[Fwd: User account ( hacked ) of FC6 System]
Les Mikesell
lesmikesell at gmail.com
Thu Feb 8 14:01:33 UTC 2007
edwardspl at ita.org.mo wrote:
>>> chmod g+rwx ( What number of g+rwx, eg : ?77 ) /home/edward
>>
>> You can use the symbolic form literally. I think it's easier to
>> understand. Let the computer do the binary/octal math.
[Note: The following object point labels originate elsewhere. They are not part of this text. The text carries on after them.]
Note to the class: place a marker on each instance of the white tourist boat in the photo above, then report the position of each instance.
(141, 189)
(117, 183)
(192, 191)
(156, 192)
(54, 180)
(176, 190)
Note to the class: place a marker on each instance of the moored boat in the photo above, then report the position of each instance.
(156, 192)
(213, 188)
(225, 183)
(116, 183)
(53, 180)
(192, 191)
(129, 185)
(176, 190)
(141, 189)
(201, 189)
>> g+rwx means add the read, write, and execute bits for the group.
>
> But I want to know what no of g+rwx...
The + means it is added to the bits already permitted. Look at them as
groups of 3 bits in binary and take the octal value.
user group other
rwx rwx rwx
You'll start with a home dir having rwx --- --- so that's 111 000 000
binary or 700 octal.
Add the group rwx and you get 111 111 000 or 770 octal
>>> chmod +t ( What number of +t ) /home/edward
That's one more bit to the left, 1 000 000 000 binary, so 1000 octal.
Add that to what you have.
>> Same here, you can type it that way and it means add the "sticky" bit.
>
> Also want to know...
Altogether, the octal value for the mode ends up at 1770. But, as I
said before the computer does a better job of thinking in octal.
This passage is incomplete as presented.